‘When It Comes to U.S. Manufacturing, Not All States Are Created Equal’

In a recent commentary, economist and former U.S. House Ways and Means Committee staffer Joanne Butler persuasively argued that, if American Apparel had chosen a number of years ago to site its factories exclusively in Right to Work states, it might “still be in business today.” Image: American Apparel

Like President Donald Trump, Daily Caller commentator Joanne Butler, an economist and a former U.S. House Ways and Means Committee staffer, is bullish on the future of manufacturing in America, even in historically low-margin industries like clothing.

But in a recent column (see the link below to read the whole thing), Butler emphasized that, in order to succeed while making goods domestically, firms need to consider carefully where they site their facilities. “Some states,” wrote Butler, “are much more business friendly than others, resulting in competitive prices for a firm’s final product.”

Butler’s case study of what not to do is American Apparel.  This 28-year-old company filed for bankruptcy for the second time last November, and in January its intellectual property was acquired by Gildan Activewear.

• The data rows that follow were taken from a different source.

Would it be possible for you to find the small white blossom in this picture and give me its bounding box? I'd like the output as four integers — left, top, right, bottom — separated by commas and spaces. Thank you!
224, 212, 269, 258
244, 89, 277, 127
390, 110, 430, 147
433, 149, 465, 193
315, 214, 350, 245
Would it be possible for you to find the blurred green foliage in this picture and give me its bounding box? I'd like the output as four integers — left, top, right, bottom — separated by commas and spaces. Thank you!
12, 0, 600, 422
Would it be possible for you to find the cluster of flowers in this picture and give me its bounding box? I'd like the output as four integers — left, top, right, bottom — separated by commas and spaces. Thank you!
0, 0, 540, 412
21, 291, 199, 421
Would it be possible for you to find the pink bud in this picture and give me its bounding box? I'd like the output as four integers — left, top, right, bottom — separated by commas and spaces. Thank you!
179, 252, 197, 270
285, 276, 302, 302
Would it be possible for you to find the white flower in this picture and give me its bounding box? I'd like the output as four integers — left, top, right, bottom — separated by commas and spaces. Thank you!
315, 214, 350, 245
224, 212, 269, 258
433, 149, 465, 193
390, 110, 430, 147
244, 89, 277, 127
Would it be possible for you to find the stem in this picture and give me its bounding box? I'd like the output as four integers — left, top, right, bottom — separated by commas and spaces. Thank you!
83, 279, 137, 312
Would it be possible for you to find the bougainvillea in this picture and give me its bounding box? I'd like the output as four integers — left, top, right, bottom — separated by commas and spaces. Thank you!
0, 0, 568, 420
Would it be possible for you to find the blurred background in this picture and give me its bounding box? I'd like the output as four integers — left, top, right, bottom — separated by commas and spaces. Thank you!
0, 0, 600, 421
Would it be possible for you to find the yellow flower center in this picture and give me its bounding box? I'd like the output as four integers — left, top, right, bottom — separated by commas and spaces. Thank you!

Because Gildan opted not to buy any of American Apparel’s retail stores, they have all since been closed. What went wrong?

American Apparel boasted its clothing was made in Los Angeles.  That might sound sexy to fashion magazine writers, but [from an economist’s perspective], it was a horrible location.  California’s not a right-to-work state, and has a mountain of regulations regarding wages and working conditions.

Butler might have added that forced-unionism California’s lack of competitiveness in manufacturing is by no means a consequence of generous paychecks for employees. Indeed, when interstate cost-of-living differences are taken into account, annual manufacturing compensation per employee (including the cash value of benefits like health insurance as well as wages, bonuses and salaries) in the Golden State is more than $4400 lower than the average for Right to Work states.

The real problem is that compulsory unionism in states like California empowers Big Labor to push successfully for higher taxes and more red tape, rendering businesses less profitable and workers less productive. And unionized factories are typically hamstrung by counterproductive Big Labor work rules and hate-the-boss class warfare.

Like American Apparel, companies like Gildan and American Giant (the latter best known for its “upscale” hoodies) make clothes domestically, but today they do the lion’s share of their manufacturing in Right to Work states. In February 2015, American Giant CEO Bayard Winthrop told business reporter Andrew Rice that, over the course of the past two years, his company had moved “the vast majority of his production line” to Right to Work North Carolina and Right to Work South Carolina.”

Had American Apparel made the same decision soon enough, concluded Butler, it might “still be in business today. . . . The lesson of American Apparel versus American Giant is: when it comes to U.S. manufacturing, not all states are created equal.”